二层水平介质球面波正反演联用与震源定位

Positioning of seismic sources combined with forward and inversion of spherical wave in double-layer horizontal media

二层水平介质中原几何平均震源定位方法,无法直接确定震源的水平坐标,推广至任意水平层状介质时,包含震源深度的定位参数难以确定和修正,且难以确定震源所在层。根据将水平和铅垂坐标分离、并去根号的走时方程,反演出发震时刻,并合理修正,根据水平层状体系中球面波波阵面的正演方法,得到含震源空间坐标的非线性方程组,求解可得震源的水平和铅垂坐标。各种定位条件下的定位计算表明,正反演联合运用法的水平和铅垂坐标误差的较大值,均不大于几何平均法的震源深度计算误差,且正反演联用法比几何平均法更适合于深震源定位。对参数敏感性的分析表明,发震时刻对定位参数不敏感,震源位置误差对波速、波速比的敏感性介于几何平均法和经典线性法之间。正反演联用法不能改进几何平均法不适应较大水平竖直距离比和较大、较小埋深比的缺点,仍建议在地(矿)震易发区布置台站,并与经典线性法结合使用。正反演联用法不需要确定和修正含震源深度的定位参数,且便于逐层排除和确定震源所在层,因此将比几何平均法更适合于任意水平层状介质中的震源定位。

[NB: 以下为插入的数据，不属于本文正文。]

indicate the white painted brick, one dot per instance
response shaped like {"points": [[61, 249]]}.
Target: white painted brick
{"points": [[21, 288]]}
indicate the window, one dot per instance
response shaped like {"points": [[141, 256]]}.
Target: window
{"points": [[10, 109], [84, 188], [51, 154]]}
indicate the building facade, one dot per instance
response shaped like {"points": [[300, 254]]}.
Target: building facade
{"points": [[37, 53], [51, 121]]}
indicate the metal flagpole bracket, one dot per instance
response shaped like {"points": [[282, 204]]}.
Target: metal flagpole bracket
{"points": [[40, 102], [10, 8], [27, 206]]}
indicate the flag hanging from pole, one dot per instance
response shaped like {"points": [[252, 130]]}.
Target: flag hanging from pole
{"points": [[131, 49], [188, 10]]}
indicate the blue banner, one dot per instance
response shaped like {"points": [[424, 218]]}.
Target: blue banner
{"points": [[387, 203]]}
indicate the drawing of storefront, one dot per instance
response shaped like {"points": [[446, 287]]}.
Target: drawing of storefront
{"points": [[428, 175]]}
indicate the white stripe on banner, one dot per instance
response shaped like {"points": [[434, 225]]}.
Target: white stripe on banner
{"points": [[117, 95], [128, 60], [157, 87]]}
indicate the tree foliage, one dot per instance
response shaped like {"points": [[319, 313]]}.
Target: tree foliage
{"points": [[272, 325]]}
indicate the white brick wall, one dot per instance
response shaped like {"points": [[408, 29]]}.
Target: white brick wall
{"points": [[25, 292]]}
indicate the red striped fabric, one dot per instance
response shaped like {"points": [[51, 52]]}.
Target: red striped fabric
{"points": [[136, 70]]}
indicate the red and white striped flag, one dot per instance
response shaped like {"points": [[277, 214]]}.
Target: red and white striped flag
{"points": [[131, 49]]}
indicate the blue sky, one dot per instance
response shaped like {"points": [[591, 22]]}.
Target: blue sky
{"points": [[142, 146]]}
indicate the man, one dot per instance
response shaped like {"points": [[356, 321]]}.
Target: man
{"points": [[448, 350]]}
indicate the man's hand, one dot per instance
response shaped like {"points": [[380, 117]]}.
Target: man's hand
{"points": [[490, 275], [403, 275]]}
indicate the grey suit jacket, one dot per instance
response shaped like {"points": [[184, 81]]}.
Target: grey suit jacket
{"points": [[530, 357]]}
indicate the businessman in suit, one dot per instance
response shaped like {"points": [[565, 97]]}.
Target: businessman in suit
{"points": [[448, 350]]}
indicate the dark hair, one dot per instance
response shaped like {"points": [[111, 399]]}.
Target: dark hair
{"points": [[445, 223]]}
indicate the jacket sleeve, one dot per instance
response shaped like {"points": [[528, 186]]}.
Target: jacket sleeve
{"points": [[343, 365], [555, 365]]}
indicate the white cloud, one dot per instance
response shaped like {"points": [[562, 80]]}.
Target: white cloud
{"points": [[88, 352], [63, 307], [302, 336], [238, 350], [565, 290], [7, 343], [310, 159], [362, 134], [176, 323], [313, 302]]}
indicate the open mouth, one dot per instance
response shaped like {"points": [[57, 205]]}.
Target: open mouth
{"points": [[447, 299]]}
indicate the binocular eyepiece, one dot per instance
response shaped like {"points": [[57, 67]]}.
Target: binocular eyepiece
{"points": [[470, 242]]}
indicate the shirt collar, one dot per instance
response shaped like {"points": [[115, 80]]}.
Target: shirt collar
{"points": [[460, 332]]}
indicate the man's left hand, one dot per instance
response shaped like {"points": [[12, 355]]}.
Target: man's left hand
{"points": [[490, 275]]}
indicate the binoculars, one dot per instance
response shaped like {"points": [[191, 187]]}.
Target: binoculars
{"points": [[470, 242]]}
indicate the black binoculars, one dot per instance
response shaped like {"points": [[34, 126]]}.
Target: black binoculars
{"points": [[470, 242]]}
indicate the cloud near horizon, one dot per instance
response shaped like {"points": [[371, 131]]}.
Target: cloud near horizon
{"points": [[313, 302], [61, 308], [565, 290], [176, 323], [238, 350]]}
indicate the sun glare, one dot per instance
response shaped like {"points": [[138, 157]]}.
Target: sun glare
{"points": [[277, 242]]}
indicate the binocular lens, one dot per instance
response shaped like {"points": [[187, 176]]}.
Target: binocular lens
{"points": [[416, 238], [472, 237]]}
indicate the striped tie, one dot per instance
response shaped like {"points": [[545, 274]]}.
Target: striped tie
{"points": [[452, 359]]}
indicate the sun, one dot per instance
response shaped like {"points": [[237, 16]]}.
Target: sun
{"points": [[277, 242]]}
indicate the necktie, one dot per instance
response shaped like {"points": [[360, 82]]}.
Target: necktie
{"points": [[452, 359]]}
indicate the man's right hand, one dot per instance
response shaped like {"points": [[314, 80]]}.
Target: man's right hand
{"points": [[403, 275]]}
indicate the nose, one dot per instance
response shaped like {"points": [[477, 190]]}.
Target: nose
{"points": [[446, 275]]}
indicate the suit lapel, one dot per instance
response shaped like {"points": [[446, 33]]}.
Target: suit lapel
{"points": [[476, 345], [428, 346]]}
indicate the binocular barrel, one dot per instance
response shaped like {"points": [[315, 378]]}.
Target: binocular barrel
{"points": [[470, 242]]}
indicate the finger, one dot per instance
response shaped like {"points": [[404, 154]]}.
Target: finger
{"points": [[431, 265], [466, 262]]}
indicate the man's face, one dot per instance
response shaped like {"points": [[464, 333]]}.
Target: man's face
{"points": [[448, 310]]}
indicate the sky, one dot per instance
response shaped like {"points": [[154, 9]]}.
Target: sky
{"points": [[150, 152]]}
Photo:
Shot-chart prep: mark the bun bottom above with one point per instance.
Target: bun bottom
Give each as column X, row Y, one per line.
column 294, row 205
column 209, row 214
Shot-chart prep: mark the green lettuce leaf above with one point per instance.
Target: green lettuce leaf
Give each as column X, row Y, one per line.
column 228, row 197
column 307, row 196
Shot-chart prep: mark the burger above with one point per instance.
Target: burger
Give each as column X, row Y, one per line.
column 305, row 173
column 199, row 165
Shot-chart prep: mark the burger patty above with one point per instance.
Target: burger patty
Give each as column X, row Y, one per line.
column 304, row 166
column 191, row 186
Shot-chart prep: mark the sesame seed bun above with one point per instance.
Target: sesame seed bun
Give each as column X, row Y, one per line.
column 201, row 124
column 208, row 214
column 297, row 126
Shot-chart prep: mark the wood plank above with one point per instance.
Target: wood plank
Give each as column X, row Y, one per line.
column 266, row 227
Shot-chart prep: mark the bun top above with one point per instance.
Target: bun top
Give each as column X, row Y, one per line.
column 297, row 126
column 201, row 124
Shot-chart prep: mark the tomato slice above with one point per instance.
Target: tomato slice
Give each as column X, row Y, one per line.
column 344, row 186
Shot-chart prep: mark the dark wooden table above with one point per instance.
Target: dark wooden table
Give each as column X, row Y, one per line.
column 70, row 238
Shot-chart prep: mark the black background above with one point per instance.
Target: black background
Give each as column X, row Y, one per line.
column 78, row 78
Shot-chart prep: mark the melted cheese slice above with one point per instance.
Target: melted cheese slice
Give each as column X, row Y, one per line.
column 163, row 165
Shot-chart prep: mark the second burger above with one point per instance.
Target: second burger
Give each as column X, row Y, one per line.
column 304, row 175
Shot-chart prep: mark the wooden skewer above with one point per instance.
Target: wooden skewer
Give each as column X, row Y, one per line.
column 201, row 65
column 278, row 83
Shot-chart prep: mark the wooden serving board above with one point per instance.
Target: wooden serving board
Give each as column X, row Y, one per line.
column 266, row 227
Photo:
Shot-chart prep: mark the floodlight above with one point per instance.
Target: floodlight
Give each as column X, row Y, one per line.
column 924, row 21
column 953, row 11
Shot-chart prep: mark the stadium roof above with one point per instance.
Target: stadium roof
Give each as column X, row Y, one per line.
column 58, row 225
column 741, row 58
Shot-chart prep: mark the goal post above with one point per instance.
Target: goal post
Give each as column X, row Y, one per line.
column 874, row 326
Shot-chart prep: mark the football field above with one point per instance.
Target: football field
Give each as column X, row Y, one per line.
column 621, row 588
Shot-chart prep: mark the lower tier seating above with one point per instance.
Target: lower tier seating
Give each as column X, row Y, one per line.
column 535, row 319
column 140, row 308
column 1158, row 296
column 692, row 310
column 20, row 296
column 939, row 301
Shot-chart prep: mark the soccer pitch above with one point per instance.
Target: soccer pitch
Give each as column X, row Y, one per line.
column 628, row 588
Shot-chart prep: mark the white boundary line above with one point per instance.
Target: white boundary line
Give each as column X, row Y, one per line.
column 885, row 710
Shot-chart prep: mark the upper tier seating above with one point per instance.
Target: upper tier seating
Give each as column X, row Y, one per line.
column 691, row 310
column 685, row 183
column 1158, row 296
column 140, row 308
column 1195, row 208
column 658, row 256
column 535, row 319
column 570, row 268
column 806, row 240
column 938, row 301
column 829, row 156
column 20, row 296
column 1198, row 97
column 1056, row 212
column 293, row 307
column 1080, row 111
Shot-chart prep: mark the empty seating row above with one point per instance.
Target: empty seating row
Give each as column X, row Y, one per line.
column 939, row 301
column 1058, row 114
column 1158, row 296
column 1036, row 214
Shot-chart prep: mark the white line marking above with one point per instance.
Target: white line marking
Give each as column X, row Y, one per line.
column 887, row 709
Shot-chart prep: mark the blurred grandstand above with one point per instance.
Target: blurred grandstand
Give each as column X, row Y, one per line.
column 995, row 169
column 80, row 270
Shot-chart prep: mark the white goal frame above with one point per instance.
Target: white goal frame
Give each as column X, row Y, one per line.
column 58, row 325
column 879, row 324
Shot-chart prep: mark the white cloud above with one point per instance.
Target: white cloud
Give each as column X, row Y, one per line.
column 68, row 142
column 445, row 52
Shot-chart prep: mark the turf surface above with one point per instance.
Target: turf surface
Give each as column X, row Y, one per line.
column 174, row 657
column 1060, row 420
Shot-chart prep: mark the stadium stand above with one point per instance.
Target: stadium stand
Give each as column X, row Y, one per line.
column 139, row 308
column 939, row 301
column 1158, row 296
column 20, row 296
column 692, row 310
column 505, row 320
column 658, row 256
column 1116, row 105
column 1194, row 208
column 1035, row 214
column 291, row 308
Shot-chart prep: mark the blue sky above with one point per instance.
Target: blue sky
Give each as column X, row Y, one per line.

The positioning method of geometric average in double-layer horizontal media is unable to determine the horizontal coordinates of seismic sources directly. When it is extended to multilayer medium, the positioning parameters containing depth are difficult to be determined and corrected, and it is difficult to determine the layer where the sources are located. Using the travel time equation by which the depth and horizontal coordinates are separated and the square root is removed, the time when the earthquake happens is obtained through inversion and corrected reasonably. According to the forward modeling method for wave front of spherical wave in double-layer horizontal media, nonlinear equations containing space coordinates of the sources are got, and the depth and horizontal coordinates are yielded by solving the nonlinear equations. The calculated results of positioning under a variety of conditions show that the larger values of positioning error of depth and horizontal coordinates derived by the positioning model combined with forward and inversion are all not greater than those by the geometric average method, and the new positioning method is more suitable than the geometric average method for positioning of deep seismic sources. The sensitivity analysis of parameters shows that the origin time of earthquakes is not sensitive to the positioning parameters, and the sensitivity of the focal position error to wave velocity and wave velocity ratio is between the geometric average method and classical linear method. But the proposed model cannot improve the defect of the geometric average method. When the ratio of horizontal to vertical distance between stations and sources is large, the positioning accuracy is poor. There is also no advantages when the ratio of distances from the interface of sources and stations is too large or too small. So stations in the area where earthquakes are easily prone to happen are suggested to be arranged and the classic linear positioning methods are employed. There is no need to determine or correct the positioning parameters containing depth for the positioning model combined with forward and inversion. It is easy to eliminate or identify which layer the seismic sources are located in. Accordingly, the proposed model is more suitable than the geometric average method for positioning of seismic sources in multilayer horizontal media.